« Il n'y a pas de plus grand poète.
Il y a la poésie. »

Paul Fort (Canzone du vrai de vrai / Portraits sur le sable)

L'AMANT PEU ZÉLÉ ET L'OCCASION PERDUE


 

 

     Il y avait, dans le temps jadis, un amant connu de son époque pour attentif observateur de ses engagements.

     Depuis des années, le désir de se rencontrer avec sa belle le tenait ; il se voyait échec et mat, et très perplexe, dans sa passion pour sa reine.

     Tout chercheur finit par trouver, car la joie brille au travers de la patience.
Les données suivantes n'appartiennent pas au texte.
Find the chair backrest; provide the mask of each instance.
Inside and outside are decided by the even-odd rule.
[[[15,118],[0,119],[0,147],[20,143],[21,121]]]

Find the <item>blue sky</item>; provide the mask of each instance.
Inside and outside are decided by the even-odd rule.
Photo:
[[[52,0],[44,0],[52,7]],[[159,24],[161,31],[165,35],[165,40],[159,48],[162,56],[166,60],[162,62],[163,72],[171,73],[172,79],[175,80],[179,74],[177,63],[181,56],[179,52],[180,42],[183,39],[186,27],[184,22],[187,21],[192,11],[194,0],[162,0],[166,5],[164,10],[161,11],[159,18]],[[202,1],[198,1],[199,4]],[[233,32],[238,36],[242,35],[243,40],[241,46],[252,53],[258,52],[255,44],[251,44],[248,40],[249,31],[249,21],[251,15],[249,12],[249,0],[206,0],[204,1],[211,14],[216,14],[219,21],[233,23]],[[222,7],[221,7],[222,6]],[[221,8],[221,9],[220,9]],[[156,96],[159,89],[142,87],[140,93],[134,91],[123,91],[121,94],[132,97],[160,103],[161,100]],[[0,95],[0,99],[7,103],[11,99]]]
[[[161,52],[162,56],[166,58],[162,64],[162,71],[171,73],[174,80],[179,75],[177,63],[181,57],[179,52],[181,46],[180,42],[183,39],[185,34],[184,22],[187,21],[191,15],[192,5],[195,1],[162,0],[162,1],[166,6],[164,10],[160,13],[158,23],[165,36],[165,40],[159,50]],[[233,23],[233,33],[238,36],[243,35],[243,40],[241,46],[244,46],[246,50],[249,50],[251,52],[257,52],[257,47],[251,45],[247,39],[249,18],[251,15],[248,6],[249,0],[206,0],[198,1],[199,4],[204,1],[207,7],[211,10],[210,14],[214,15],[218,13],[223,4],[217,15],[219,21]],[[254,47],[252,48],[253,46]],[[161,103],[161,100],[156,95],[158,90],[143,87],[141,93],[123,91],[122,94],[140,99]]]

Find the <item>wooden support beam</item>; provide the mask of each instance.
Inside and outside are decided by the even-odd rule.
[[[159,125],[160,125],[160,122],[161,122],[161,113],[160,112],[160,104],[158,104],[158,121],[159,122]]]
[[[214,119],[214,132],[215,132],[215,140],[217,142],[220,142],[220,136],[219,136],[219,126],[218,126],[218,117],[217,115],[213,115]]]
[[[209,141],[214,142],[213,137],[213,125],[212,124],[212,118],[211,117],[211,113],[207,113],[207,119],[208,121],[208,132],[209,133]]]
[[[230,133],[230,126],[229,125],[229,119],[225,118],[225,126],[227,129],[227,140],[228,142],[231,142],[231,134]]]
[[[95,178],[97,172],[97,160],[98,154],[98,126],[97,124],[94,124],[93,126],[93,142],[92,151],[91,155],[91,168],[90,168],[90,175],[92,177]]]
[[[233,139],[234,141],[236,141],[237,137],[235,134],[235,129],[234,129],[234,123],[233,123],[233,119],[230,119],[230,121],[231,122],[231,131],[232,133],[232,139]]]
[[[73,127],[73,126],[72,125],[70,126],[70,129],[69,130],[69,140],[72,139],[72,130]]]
     Un jour, son amie lui dit : « J'ai fait cuire des fèves pour toi ; viens cette nuit,

     « Et jusqu'à l'heure de minuit, tiens-toi dans telle chambre, j'arriverai à minuit, sans qu'il soit nécessaire de m'appeler. »

     L'homme fit des sacrifices et distribua des pains ; puisque la lune, sortant de la poussière, se montrait à lui.

     Il se trouva la nuit dans la chambre indiquée et attendit, espérant voir se réaliser la promesse de cette amie si chère.

     Il s'assit et patienta quelque temps, puis le sommeil le surprit ; alors il tomba et perdit connaissance ; le malheureux !

     Il était resté éveillé pendant une heure, puis le sommeil l'avait saisi. Pour un amant éperdu, s'endormir, quelle chose étrange !

     Son amie vint peu après minuit, comme une personne fidèle à ses promesses ; sa bien-aimée étant donc arrivée,

     Trouva son amoureux étendu et endormi !

     Elle déchira un petit morceau de sa manche;

     Puis elle déposa quelques noix dans son sein, comme pour dire : « Tu es un enfant, prends ceci et amuse-toi à jouer ».

     Au point du jour, quand l'amoureux s'éveillant sauta sur ses poeds, il remarqua sa manche (déchirée), et les noix.

     Alors, il se dit : « Notre souveraine est toute pureté et sincérité ; et ce qui nous arrive n'est que l'effet de notre propre conduite ! »

Djalâl ad-Dîn Rûmî / Mèsnèvri (liv. VI).